Spikes in traffic / CPU (solved via robots.txt)

In the last couple of days we experienced a couple spikes of traffic and CPU, which we tracked down to an apparent change in behaviour of web crawlers.

Since the spikes happened several times we took mitigation action, changing robots.txt from:

User-agent: *
Disallow: /cache/

to

User-agent: *
Disallow: /cache/
Crawl-delay: 10

~24 hours after making the change we’re still seeing web crawlers, but at much lower numbers and having no issues with traffic / load spikes.

cheers
stuart

Hi @stuart.yeates,

Thanks for posting! Are you seeing a lot of demand due to web crawler requests for the author search pages? If so, see Serious performance issue with regards to caching - OJS 3 - #9 by asmecher for some relevant suggestions. (These pages are deprecated in recent releases and will be removed starting with 3.4.0.)

Regards,
Alec Smecher
Public Knowledge Project Team

In this case the spikes in traffic appeared to be unrelated to author search. The spike in load is primarily on the application server and not the mysql server.

Hi @stuart.yeates,

Hmm, OJS is typically harder on the database server than the application server.
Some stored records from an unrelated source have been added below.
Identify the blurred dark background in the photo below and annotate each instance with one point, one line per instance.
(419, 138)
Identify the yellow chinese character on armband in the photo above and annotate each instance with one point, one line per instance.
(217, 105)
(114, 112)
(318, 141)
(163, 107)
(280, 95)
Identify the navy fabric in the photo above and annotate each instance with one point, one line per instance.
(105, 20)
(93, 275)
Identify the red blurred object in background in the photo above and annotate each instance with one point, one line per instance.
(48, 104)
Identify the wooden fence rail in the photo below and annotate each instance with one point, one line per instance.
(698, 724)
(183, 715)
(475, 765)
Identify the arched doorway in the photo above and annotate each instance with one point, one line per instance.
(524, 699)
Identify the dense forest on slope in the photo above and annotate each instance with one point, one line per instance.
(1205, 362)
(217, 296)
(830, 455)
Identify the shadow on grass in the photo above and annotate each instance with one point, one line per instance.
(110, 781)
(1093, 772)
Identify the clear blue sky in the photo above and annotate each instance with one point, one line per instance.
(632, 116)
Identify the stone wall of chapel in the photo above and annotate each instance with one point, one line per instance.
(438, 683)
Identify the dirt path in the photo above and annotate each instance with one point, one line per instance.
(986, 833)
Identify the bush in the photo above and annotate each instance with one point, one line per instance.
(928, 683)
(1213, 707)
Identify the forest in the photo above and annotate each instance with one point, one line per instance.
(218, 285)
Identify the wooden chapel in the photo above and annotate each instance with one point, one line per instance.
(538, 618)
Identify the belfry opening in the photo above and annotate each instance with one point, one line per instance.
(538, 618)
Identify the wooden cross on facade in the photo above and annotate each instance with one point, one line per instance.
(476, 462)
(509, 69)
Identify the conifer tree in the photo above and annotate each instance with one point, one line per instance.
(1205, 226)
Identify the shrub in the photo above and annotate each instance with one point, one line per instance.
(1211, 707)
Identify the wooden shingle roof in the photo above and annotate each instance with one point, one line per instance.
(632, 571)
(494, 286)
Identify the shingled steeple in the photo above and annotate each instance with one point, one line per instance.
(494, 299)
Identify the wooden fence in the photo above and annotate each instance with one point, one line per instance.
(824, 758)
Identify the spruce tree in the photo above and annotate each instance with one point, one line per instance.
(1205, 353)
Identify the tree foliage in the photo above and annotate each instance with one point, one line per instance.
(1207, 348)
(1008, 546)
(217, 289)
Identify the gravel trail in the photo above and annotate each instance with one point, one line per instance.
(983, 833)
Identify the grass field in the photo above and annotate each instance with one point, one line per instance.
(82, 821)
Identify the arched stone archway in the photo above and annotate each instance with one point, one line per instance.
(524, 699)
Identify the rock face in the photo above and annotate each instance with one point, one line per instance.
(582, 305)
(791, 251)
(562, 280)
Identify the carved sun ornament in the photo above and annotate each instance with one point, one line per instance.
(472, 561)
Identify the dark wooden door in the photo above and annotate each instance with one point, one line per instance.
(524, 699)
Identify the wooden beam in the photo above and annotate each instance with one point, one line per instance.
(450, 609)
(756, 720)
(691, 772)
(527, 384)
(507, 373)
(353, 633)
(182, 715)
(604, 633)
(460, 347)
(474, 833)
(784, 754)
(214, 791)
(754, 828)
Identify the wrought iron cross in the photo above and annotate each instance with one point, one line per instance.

If you’re able to track down patterns in what is driving the CPU load, I’d have a closer look. Meanwhile, your suggestion of slowing down crawlers is a good one.

Thanks,
Alec Smecher
Public Knowledge Project Team

What I’ve seen that could explain:

A request to /search/authors hangs in MySQL. Several others are in queue waiting, but they don’t make MySQL consume relevant additional resources.

On the application side, each access to /search/authors is waiting and, as a result, we have more and more PHP (or apache) processes open until some limit is reached on the application side.